Haha, vous n'avez donc pas suivi ce qu'il se passe dans le jeu avec les serveurs qui sont arrêtés et le tollé que cela crée, rendant le jeu payé inutilisable du jour au lendemain ?
Avec "l'app" robot-aspirateur, qui parle évidemment au "cloud" de la marque, tout comme avec Logitech et son driver-cloud, vous donnez aussi le pouvoir au constructeur de décider que tel modèle est désormais obsolète et le "débrancher du serveur". Bref, accélérer l'obsolescence programmée si bon leur semble.

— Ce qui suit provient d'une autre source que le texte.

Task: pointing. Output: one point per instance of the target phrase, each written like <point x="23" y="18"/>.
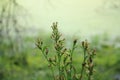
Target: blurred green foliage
<point x="31" y="64"/>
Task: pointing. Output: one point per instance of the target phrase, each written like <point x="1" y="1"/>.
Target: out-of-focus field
<point x="29" y="63"/>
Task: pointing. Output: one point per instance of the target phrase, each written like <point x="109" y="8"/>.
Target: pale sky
<point x="85" y="17"/>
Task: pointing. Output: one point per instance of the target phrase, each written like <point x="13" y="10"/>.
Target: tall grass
<point x="62" y="60"/>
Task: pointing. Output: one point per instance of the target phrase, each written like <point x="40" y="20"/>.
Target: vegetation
<point x="63" y="59"/>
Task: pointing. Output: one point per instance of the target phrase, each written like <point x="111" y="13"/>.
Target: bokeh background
<point x="23" y="21"/>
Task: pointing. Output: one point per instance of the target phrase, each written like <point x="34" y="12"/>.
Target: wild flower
<point x="63" y="59"/>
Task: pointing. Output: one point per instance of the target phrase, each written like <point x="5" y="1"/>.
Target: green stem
<point x="81" y="76"/>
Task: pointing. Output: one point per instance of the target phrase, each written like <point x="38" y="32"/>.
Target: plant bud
<point x="75" y="41"/>
<point x="46" y="51"/>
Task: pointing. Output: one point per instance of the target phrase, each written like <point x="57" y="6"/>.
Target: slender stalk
<point x="83" y="64"/>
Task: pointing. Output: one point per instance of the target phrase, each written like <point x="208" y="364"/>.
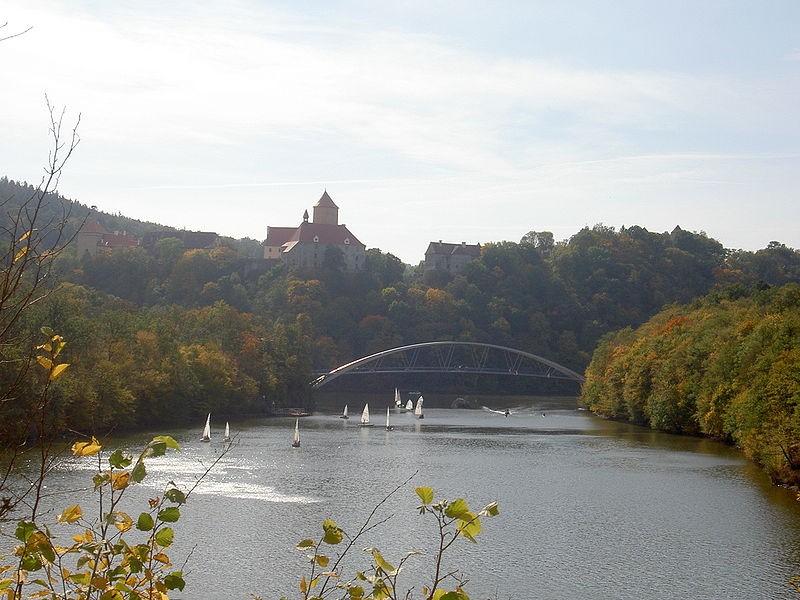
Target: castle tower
<point x="325" y="211"/>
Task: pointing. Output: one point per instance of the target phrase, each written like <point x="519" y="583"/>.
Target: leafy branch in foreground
<point x="380" y="580"/>
<point x="102" y="562"/>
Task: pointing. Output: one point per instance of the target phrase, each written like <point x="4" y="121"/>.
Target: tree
<point x="35" y="240"/>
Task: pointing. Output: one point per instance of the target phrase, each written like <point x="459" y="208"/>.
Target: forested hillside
<point x="726" y="366"/>
<point x="162" y="334"/>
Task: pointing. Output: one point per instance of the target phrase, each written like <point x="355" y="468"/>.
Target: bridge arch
<point x="453" y="357"/>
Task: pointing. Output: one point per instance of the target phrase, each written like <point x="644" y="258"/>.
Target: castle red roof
<point x="326" y="201"/>
<point x="309" y="233"/>
<point x="94" y="227"/>
<point x="446" y="248"/>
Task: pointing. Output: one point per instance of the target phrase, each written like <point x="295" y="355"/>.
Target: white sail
<point x="296" y="436"/>
<point x="418" y="409"/>
<point x="207" y="430"/>
<point x="365" y="415"/>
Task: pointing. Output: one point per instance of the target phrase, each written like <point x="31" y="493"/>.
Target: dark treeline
<point x="156" y="335"/>
<point x="726" y="366"/>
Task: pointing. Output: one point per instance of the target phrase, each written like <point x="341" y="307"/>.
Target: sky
<point x="457" y="121"/>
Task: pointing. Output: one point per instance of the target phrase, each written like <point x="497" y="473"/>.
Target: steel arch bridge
<point x="452" y="357"/>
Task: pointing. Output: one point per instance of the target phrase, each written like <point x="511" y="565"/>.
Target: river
<point x="588" y="508"/>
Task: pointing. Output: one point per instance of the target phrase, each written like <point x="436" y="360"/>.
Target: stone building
<point x="306" y="245"/>
<point x="94" y="238"/>
<point x="451" y="258"/>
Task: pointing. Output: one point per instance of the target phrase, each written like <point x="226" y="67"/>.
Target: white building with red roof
<point x="94" y="238"/>
<point x="306" y="245"/>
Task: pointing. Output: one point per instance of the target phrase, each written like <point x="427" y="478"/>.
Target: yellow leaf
<point x="86" y="448"/>
<point x="70" y="515"/>
<point x="57" y="371"/>
<point x="123" y="522"/>
<point x="21" y="253"/>
<point x="322" y="560"/>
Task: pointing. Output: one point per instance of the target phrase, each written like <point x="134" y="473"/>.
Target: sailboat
<point x="207" y="430"/>
<point x="365" y="416"/>
<point x="296" y="436"/>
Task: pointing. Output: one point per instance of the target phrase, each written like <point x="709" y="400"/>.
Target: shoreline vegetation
<point x="162" y="336"/>
<point x="726" y="366"/>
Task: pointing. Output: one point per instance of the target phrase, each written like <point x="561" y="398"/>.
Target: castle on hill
<point x="306" y="245"/>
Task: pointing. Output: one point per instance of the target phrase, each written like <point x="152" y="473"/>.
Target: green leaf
<point x="118" y="460"/>
<point x="164" y="537"/>
<point x="425" y="494"/>
<point x="57" y="371"/>
<point x="135" y="565"/>
<point x="174" y="581"/>
<point x="30" y="562"/>
<point x="155" y="448"/>
<point x="46" y="550"/>
<point x="169" y="515"/>
<point x="168" y="441"/>
<point x="333" y="535"/>
<point x="80" y="578"/>
<point x="24" y="530"/>
<point x="490" y="510"/>
<point x="379" y="560"/>
<point x="470" y="527"/>
<point x="176" y="496"/>
<point x="138" y="472"/>
<point x="145" y="522"/>
<point x="457" y="509"/>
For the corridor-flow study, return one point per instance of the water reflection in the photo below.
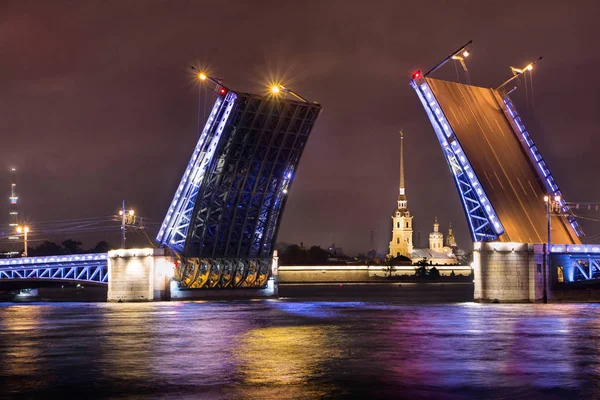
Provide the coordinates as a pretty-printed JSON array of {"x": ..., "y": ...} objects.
[{"x": 279, "y": 349}]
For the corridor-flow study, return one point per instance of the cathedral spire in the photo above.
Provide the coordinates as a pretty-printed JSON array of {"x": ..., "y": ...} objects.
[
  {"x": 401, "y": 163},
  {"x": 402, "y": 203}
]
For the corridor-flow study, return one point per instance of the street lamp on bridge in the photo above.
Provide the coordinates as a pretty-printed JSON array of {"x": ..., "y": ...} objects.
[
  {"x": 552, "y": 205},
  {"x": 24, "y": 230},
  {"x": 127, "y": 216}
]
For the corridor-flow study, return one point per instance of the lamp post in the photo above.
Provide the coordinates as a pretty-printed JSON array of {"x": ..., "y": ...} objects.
[
  {"x": 24, "y": 230},
  {"x": 551, "y": 204},
  {"x": 125, "y": 215}
]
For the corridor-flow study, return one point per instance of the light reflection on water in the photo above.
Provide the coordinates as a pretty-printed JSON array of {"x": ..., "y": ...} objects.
[{"x": 284, "y": 349}]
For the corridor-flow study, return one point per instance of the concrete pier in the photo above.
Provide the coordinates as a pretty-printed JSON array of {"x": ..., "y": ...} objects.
[
  {"x": 508, "y": 272},
  {"x": 139, "y": 275}
]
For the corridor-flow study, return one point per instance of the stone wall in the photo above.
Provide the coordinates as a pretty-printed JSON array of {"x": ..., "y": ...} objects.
[
  {"x": 508, "y": 272},
  {"x": 138, "y": 275}
]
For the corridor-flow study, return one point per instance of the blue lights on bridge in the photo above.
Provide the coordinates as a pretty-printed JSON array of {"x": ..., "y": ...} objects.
[
  {"x": 77, "y": 268},
  {"x": 484, "y": 224},
  {"x": 546, "y": 177},
  {"x": 174, "y": 229}
]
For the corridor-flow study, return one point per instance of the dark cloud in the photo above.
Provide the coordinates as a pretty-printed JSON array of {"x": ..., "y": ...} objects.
[{"x": 97, "y": 102}]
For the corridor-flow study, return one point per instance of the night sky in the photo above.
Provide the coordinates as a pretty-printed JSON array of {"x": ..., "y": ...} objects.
[{"x": 98, "y": 102}]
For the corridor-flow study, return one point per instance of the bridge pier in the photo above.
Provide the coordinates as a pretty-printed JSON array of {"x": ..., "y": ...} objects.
[
  {"x": 508, "y": 272},
  {"x": 139, "y": 275}
]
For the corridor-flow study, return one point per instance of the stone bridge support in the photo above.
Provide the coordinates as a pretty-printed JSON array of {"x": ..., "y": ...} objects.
[
  {"x": 139, "y": 274},
  {"x": 508, "y": 272}
]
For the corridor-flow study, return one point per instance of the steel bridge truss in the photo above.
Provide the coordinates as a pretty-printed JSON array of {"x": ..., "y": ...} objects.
[
  {"x": 536, "y": 159},
  {"x": 225, "y": 214},
  {"x": 76, "y": 268},
  {"x": 586, "y": 269},
  {"x": 484, "y": 224},
  {"x": 208, "y": 273}
]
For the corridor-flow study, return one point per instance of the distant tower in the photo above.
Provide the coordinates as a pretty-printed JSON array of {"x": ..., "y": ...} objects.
[
  {"x": 450, "y": 241},
  {"x": 401, "y": 243},
  {"x": 436, "y": 238},
  {"x": 13, "y": 199}
]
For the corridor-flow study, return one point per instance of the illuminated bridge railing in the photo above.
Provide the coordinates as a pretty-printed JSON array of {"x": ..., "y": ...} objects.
[
  {"x": 79, "y": 268},
  {"x": 576, "y": 262}
]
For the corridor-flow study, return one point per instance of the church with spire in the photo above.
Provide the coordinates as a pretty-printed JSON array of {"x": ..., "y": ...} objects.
[
  {"x": 439, "y": 252},
  {"x": 401, "y": 244}
]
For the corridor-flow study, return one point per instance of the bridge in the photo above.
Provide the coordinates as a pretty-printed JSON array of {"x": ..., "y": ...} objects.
[
  {"x": 220, "y": 228},
  {"x": 80, "y": 268},
  {"x": 519, "y": 220}
]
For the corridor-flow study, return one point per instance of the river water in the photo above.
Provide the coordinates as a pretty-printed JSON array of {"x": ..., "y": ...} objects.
[{"x": 277, "y": 349}]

Egalement, en cas de faillite du constructeur (peu probable à court terme pour Logitech), les serveurs risquent d'être coupés, rendant le matériel acheté inutilisable, ou basique, comme le robot aspirateur qui ne fonctionne alors plus qu'en appuyant sur les boutons intégrés.
Bref, quand les consommateurs comprendront, peut-être exigeront-ils des solutions "non-cloud", et au lieu de "l'app", de pouvoir programmer le matériel en parlant directement avec lui en mode "web" via un simple navigateur... lequel peut très bien tourner sur un smartphone bien sûr !
Ou alors, la solution libre expliquée ici qui sauvegarde les paramètres sur une machine locale que vous maîtrisez, au moins on évite de tenter le constructeur en accélérant l'obsolescence.
Le 20 août à 08h42
Le 20 août à 10h12
Le 20 août à 12h01
J'avais commencé à écrire un truc pour faire ça en local, mais j'avais pas vraiment le temps. En y réfléchissant aujourd'hui, oui, ça aurait été un candidat à du vibe coding.
Le vibe coding pour les pros çaylemal, mais si ça permet à tout un chacun (avec un bagage technique suffiisant pour comprendre le problème mais insuffisant pour développer une solution) de se réapproprier les appareils qui sont actuellement accessibles uniquement par des cafoulliazibules mal ficelés que les constructeurs appellent des "apps", çaylebien.
Le 27 août à 22h16
Le 20 août à 09h31
Ça serait sympa que ce monsieur se penche aussi sur les Razer !
Le seul et unique truc qui m'intéresse - et qui me manque - c'est de connaître l'état de décharge de la batterie de ma souris. Alors c'est clair qu'un énorme logiciel traqueur juste pour ça ...
En fait c'est dommage que ça ne soit même pas intégré nativement à Windows (de connaître l'état de charge de n'importe quel périphérique sans fil), ça éviterait de devoir palier au manque par des bloatwares.
Modifié le 20 août à 11h07
Pour ma part comme je n'utilise rien d'autre que les boutons précédent/suivant et la roulette débrayable (qui sauf erreur fonctionne de base sans logiciel), je n'ai pas de souci à utiliser mes souris Logitech n'importe où sans logiciel spécifique. S'il faut changer l'appairage des capteurs (pas souvent vu qu'en plus mes souris gèrent plusieurs capteurs), j'ai gardé le vieux logiciel Unifying sur un vieux PC (mais pour les nouveaux en Bolt je suppose que ça ne marche plus).